The issue is related to
setOperationAction(ISD::LOAD, MVT::vxixx, Custom);
Looking at the following test arm64-neon-vector-shuffle-extract.ll the stack trace failure indicates that the last function called was LowerLoad. Before the patch, the function wasn't called for that specific case which means that the setOperationAction calls are the issue.
Address some of the failing tests. The problem we have here is that all 128-bit vector loads will go to LowerLOAD function.
Most of the failing test cases where triggered by the following assert
assert((VT == MVT::v4i16 || VT == MVT::v4i32) && "Expected v4i16 or v4i32");
To address this I added a block before it to return an empty SDValue node. Some tests
still fail after this fix.
Fix patch for failing tests. The problem originated from 128-bit loads being handled incorrectly if they weren't nontemporal loads. I added two checks to address the issue
First, if the load is of floating point type we preserve the behaviour provided from
setOperationPromotedToType(ISD::LOAD, VT, PromoteTo);
Otherwise we return an empty SDNode() object.
This should be fine now, could you rebase this patch on top of D133421? Codegen of test_ldnp_v33f64 should be improved by this, right?
llvm/lib/Target/AArch64/AArch64ISelLowering.cpp | ||
---|---|---|
802 | Would be good to use the more descriptive comment from above, just for 128 bits. | |
5445 | nit: would be good to have a newline before this line.. | |
20893–20896 | unrelated change? |
Thanks for getting rid of the excessive codegen regressions from the earlier version! IIUC now we should get at most an extra mov instruction to combine the 2 loaded values into a single vector.
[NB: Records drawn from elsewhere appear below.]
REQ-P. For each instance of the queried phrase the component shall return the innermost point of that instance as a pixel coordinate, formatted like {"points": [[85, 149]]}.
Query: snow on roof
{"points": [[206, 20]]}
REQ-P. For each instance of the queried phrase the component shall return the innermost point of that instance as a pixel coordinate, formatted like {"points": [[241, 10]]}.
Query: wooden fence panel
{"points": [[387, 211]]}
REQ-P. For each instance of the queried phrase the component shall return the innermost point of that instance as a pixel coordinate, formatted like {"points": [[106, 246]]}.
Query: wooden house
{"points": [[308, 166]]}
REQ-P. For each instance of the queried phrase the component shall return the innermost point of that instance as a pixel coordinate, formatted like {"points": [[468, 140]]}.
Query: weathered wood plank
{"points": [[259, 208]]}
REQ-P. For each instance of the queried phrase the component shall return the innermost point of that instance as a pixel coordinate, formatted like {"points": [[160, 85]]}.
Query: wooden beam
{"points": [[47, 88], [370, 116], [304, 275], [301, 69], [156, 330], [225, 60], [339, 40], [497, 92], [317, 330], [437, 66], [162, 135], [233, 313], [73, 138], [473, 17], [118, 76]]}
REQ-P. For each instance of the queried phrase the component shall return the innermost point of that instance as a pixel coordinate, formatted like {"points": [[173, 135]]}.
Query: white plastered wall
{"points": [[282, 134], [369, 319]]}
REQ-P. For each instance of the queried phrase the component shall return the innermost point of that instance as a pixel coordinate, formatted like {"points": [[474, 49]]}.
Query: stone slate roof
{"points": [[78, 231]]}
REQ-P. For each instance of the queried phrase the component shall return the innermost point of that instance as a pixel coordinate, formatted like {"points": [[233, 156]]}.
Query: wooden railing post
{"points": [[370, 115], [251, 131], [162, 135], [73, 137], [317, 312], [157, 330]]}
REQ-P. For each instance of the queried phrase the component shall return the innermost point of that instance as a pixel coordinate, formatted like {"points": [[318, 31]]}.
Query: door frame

IMO this is a reasonable trade-off between user request & codegen.
@dmgreen WDYT? If there still are concerns about the extra mov instruction, we could make this opt-in with a target feature.
llvm/lib/Target/AArch64/AArch64ISelLowering.cpp | ||
---|---|---|
5466–5467 | nit: this needs formatting. |
Hello. I've had reports that this is changing the lowering of unaligned vector loads when strict-align is present. https://godbolt.org/z/bT4cnvn4a.
Custom lowering is often more pain than it is worth. It doesn't seem like something that is intended, and can lead to access violations if unaligned accesses are not enabled.
That is very interesting, I will look into what is triggering this issue.
OK thanks. Reverting the patch in the meantime is probably the best idea, I should probably have done that yesterday. Things are pretty broken at the moment and the fix might take a little time.
I will revert it now.
The cause of the issue is that we specify custom lowering operation for v2i64
setOperationAction(ISD::LOAD, MVT::v2i64, Custom);
Which prevents LegalizeLoadOps from creating the necessary code for unaligned loads
Yeah thanks - I was just running the tests to check the revert. It took a while, but looks like they passed in the end.
Would be good to use the more descriptive comment from above, just for 128 bits.